1. This seat on the Court is especially important because of the threat to women's rights. Justice Kennedy was the 5th vote in key right-of-privacy cases, and women's continuing domain over our own bodies is at stake.

2. Kavanaugh has used his relationship to real-life women as some assurance that he will do right by women. We've heard much talk about his coaching girls' basketball and his hiring of female law clerks. He has forefronted his goodness with women, putting it in issue to meet very specific, important questions we have about him.

3. It's not a case of whether it would be fair to prosecute him for sexual assault after so many years and with this little evidence, but a question whether this person should be confirmed to take Justice Kennedy's seat on the Court and to have power for a lifetime to make decisions that will quite specifically determine the scope of women's rights. He has no right to the seat that's comparable to a right to remain free from criminal penalties.

4. Why should we Americans accept this man's power over us? He's been portrayed as a super-human paragon, and I don't think that can be the standard for who can be on the Supreme Court. It's dangerous to go looking for paragons. Maybe they've got a hard-to-detect dark side that has driven them to a life of saintly good works.

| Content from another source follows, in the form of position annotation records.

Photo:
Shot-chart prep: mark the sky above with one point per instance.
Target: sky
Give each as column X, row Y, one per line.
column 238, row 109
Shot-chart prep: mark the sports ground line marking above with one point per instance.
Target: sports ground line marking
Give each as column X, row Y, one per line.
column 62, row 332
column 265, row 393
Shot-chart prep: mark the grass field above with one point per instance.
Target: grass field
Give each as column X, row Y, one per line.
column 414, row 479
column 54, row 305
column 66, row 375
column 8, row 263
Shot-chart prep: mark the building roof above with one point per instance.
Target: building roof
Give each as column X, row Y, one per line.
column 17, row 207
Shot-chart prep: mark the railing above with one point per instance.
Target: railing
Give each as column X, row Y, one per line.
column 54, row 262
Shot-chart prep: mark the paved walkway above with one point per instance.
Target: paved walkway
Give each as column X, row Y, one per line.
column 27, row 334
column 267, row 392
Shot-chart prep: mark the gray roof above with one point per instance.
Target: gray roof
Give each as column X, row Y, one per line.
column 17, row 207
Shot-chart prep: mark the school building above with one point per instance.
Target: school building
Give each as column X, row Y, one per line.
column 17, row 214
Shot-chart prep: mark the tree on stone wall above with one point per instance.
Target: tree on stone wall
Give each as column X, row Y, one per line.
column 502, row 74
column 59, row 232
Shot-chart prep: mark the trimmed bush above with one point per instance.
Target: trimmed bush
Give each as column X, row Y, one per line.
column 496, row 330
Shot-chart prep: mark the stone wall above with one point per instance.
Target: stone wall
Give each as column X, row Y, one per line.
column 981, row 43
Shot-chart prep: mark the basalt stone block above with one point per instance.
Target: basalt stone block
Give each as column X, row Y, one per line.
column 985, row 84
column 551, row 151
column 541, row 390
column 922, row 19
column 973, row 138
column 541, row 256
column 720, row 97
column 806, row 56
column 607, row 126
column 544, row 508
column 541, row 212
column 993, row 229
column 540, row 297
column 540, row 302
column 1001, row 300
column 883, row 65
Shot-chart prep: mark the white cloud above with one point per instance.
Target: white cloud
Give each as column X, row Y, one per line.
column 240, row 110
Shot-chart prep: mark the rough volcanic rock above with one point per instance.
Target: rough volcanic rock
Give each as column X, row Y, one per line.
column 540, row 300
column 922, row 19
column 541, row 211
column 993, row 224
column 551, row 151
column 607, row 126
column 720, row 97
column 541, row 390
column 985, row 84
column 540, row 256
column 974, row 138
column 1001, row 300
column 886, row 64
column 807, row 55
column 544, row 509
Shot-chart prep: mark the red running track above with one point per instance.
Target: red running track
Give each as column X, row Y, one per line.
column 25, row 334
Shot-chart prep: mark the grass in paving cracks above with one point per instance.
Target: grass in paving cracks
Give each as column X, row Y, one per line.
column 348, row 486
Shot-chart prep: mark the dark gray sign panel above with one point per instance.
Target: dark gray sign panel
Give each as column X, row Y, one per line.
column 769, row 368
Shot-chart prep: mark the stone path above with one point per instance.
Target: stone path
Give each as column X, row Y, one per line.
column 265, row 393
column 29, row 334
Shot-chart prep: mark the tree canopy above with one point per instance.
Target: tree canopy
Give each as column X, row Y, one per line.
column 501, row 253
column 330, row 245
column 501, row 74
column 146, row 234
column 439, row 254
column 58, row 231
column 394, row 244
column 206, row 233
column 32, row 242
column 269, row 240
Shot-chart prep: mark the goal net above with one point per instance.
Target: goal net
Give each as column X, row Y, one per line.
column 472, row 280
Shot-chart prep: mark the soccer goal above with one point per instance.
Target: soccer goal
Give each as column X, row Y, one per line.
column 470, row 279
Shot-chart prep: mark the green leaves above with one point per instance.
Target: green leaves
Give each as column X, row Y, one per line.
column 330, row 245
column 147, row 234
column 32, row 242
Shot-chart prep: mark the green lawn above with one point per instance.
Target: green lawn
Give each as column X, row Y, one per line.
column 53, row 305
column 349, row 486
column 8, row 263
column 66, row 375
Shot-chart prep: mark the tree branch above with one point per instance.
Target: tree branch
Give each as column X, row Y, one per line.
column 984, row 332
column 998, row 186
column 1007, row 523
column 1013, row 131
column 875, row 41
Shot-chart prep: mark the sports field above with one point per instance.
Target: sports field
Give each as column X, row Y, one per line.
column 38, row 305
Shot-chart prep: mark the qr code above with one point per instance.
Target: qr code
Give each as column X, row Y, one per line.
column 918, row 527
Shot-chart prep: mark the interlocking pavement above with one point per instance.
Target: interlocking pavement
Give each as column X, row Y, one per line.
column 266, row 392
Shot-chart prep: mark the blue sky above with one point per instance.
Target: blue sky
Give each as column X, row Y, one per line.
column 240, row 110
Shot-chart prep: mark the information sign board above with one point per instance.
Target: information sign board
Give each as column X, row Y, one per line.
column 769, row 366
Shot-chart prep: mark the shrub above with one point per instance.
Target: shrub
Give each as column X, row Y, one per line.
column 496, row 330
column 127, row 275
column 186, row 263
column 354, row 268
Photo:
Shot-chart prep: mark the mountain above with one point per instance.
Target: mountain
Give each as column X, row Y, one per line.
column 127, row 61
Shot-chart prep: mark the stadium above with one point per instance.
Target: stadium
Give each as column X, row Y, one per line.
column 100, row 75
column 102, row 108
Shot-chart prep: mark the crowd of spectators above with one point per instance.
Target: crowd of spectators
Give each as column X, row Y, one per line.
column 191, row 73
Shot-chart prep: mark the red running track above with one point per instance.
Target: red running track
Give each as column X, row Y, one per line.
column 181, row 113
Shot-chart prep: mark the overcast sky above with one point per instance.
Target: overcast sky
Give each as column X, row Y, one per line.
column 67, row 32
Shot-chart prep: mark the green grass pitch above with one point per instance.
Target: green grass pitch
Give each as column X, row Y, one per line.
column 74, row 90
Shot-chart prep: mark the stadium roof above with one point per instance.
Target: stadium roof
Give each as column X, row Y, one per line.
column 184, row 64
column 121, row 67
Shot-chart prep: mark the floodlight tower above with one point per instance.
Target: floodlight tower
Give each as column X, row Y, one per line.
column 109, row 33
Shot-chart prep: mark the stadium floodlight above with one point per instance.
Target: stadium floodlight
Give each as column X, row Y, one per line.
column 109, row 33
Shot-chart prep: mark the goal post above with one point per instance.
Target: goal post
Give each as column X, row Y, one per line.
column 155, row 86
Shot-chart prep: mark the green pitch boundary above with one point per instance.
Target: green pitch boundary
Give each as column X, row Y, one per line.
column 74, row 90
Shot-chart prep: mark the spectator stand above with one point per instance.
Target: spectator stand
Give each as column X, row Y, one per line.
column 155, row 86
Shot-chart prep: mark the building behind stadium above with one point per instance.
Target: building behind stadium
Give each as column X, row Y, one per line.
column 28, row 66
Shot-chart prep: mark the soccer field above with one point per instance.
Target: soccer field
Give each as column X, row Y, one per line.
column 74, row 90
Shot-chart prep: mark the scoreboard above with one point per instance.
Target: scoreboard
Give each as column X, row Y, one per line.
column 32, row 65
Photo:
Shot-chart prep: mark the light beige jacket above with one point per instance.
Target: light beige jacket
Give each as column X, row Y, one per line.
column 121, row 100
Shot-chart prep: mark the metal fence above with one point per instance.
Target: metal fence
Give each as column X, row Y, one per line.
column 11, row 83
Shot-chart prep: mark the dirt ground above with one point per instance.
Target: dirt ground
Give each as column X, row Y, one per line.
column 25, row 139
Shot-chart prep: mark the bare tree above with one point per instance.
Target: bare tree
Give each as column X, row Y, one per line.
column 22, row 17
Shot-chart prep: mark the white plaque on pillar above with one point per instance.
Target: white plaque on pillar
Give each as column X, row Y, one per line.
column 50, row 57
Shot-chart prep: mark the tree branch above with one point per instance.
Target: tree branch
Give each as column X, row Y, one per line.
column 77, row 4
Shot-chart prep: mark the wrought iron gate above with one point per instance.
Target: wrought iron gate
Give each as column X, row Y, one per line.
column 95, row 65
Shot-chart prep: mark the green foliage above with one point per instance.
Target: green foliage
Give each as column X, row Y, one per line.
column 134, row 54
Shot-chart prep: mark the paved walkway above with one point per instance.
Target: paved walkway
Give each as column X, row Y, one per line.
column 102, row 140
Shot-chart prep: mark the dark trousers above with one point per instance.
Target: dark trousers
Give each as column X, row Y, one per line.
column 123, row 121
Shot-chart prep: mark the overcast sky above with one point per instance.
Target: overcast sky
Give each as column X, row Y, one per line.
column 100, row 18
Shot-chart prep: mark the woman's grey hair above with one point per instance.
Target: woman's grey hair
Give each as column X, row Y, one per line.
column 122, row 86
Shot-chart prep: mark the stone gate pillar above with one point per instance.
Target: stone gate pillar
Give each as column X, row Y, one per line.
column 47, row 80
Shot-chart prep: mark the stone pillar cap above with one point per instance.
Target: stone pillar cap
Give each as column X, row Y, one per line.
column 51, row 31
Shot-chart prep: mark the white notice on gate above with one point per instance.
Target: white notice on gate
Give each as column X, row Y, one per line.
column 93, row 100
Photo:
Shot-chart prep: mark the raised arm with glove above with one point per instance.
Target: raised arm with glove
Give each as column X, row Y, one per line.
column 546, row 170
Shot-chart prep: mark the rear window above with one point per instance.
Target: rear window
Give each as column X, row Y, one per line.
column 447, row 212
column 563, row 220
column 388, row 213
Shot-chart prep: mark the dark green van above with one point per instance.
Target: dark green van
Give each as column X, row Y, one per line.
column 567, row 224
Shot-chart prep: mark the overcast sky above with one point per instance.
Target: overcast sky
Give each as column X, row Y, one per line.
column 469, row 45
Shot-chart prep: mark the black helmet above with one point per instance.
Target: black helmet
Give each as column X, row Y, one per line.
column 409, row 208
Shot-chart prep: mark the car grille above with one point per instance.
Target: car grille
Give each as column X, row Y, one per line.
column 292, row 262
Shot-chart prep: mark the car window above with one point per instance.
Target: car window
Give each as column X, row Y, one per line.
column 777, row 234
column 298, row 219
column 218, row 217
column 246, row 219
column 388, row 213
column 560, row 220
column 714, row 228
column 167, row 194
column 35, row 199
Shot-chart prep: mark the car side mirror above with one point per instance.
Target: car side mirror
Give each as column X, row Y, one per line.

5. I assume all of the Senators are thinking primarily of their own power and how all of this will play in the November elections and in future elections. They are power-seekers and Kavanaugh is a power seeker. I am not seeking power. I am wary of the people who exercise power. I don't trust any of them, and I find it very hard to decide whom to trust here. It's tempting to say, it's wrong to use this device to defeat Kavanaugh. But to say that is to join everyone who insists on thinking of this all in terms of partisan politics. I'm having flashbacks to the Bill Clinton era, when I saw so many fake feminists put party politics first. I didn't. I didn't do it then, and I'm not going to do it now.